Agassi outlasts Blake in five sets

NEW YORK -- Andre Agassi, 35 years young, took a pounding
for two sets from a sizzling James Blake, pounced back at him for
two more, then survived a tiebreaker in a wondrous five-set drama
reminiscent of Jimmy Connors' legendary run to the U.S. Open
semifinals at 39.

Rendered helpless at the start by Blake's dazzling speed and
precision, Agassi asserted himself in the third set Wednesday
night, turned the match around and looked fresher at the end of a
3-6, 3-6, 6-3, 6-3, 7-6 (6) triumph that put him in the semis -- two
wins from capturing the title he won in 1994 and '99.

"It couldn't have been more fun to lose," Blake told Agassi as
they embraced at the net and were given a long standing ovation in
a still-packed Arthur Ashe Stadium.

"At 1:15 in the morning for 20,000 people to still be here, I
wasn't the winner, tennis was," Agassi told the crowd. "I don't
know if I've ever felt this good here before."

Awaiting Agassi on Saturday will be U.S. Davis Cup teammate
Robby Ginepri, an unsung, unseeded 22-year-old who reached his
first major semifinal.

"Saturday is going to be a blast," Agassi said. "The whole
weekend is going to be a blast."

Ginepri gutted his way out of trouble and got the gift of
Guillermo Coria's 13th and 14th double-faults on the last two
points to win his third straight five-setter against a seeded
player, 4-6, 6-1, 7-5, 3-6, 7-5, and guarantee that an American
will play in the final.

"It's all a big blur right now," Agassi said of his 2-hour,
51-minute duel with Blake, which ended with Agassi's final forehand
winner smacking the sideline. "It's always great when the end of a
match is decided by quality shots and somebody winning it instead
of somebody losing it.

"I question myself every day. That's what I still find
motivating about this. I don't have the answers, I don't pretend
that I do just because I won the match. Just keep fighting and
maybe something good happens."

Agassi, playing in his 20th straight U.S. Open, said that a
match like this one against Blake "means as much to me as doing it
in the finals."

"It's about authentic competition, getting out there and having
respect for each other's game, respect for each other's person,
letting it fly and letting it just be about tennis," he said.

"It's all a bit surreal. I get out there and I try to work and
I come off the court and many times in my career I feel like it's
been a dream. That's how it is here. It's a dream to be doing this.
I feel same way with the my children, feel same way off the court.
It's all surprising to me."

When someone brought up the R-word -- retirement -- Agassi was at
a loss for a simple answer.

"When I get asked that question, I'm just a bit numb to it
really," Agassi said. "All I can say is how I feel ... I don't
know what's going to happen."

Like Connors' long matches in 1991, Agassi has had to dig down
deep to go to the semis, winning a five-setter for the second
straight round.

At 25, 10 years younger than Agassi, Blake was faster, sharper
and stronger -- for two sets. The difference between them wasn't
age. It was Blake playing in a magical zone, clicking in every
aspect of his game, digging out balls that seemed out of reach,
while Agassi played merely good, decent tennis.
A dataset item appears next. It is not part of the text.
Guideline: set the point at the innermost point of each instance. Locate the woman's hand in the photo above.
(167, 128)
That changed in the third set, when Agassi raised his game and
Blake fell back to earth. In the fifth set, Blake recovered enough
to break Agassi for a 3-2 lead, then had a chance to serve out the
match at 5-4. But Agassi crushed a couple of returns and broke
back. They played on to the tiebreak, where Agassi won on his
second match point.

"James is a guy that runs on high octane," Agassi said. "He's
a fighter jet. He burns the fuel fast and furious. He's gotten much
better with that over the years, but he plays so big and he's so
fast that if an edge does come off, it's a big relief. He flies
around the court. I put him over anybody on the tour in the
straight 100 meters.

"When you see a little bit of that edge off, when he comes down
into just warp speed, it gives you a little breath of life."

Blake said he felt as good as possible after a loss.

"I fought my heart out, did everything I could," he said. "He
played a little too good. He really started going for broke on some
of those, and champions make those. I'm happy for the game of
tennis. This match was hyped four or five days ago and I feel like
at least it lived up to it.

"If there's anyone I'm cheering for, it's Andre."